Merhaba, iyi okumalar!
Masmavi bir gökyüzü, yollar ayağımızın altından akıp gidiyor. Şehir geride kalmış, ağaçlar var yollar boyu uzanan. Gözlerim ağaçların üstündeki gökyüzün de öylesine güzel görünüyor ki, baktığınız da kafanızın içinde onlarca hayal canlanıyor. Hayal kurmak güzel değil mi? Göğe bakmak, hayal kurmak, müziğe ritmini kaptırıp hayatı doyasıya yaşamak.
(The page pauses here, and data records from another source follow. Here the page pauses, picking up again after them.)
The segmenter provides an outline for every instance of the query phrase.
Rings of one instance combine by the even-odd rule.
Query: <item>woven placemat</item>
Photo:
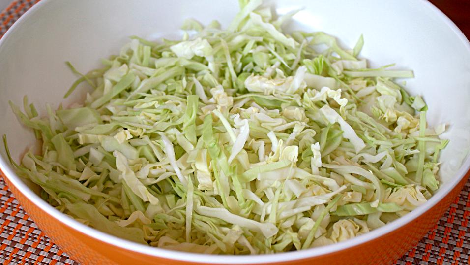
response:
[[[0,13],[0,36],[39,0],[14,1]],[[418,244],[396,262],[400,265],[469,265],[470,178],[460,196]],[[73,264],[39,230],[0,178],[0,263]]]

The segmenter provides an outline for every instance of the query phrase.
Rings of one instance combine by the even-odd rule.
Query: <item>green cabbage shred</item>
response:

Kafamdaki tüm düşüncelerin tıpkı yol gibi akıp gittiğini hissediyorum. Aslında uzun bir yolculuğa çıksam, her şey düzelir gibi. Kendi içimde yıktığım kentleri, inşa etmeye zamanım olur. Hiç durmadan düşünüp, hayal kurar belki yeni bir geleceğe adım atardım. Ne kadar çok insanları sevsem de, arkadaşlarımla ailemle zaman geçirmeyi sevsem de içimde bir yerler de hep bir yalnızlık ihtiyacı var. Kendi içime dönme isteği, beni sarıp sarmalıyor. Gitmek istiyorum bazen, her şeyi, herkesi geride bırakıp arkama bakmadan gitmek... Tabi bu sorumluluk sahibi insanların kolay kolay yapamayacağı bir şeydir. Öylece gidemezsiniz, aileniz ne hal de olur, başlarına bir şey gelir mi diye düşünmekten kendi hayatınızı yaşayamaz, kendi hayatlarınız için karar alamazsınız. Bazen bencil olmak istiyorum, hayatımı özgürce yaşamak, bu istek beni bencil biri yapar mı? Bilmiyorum.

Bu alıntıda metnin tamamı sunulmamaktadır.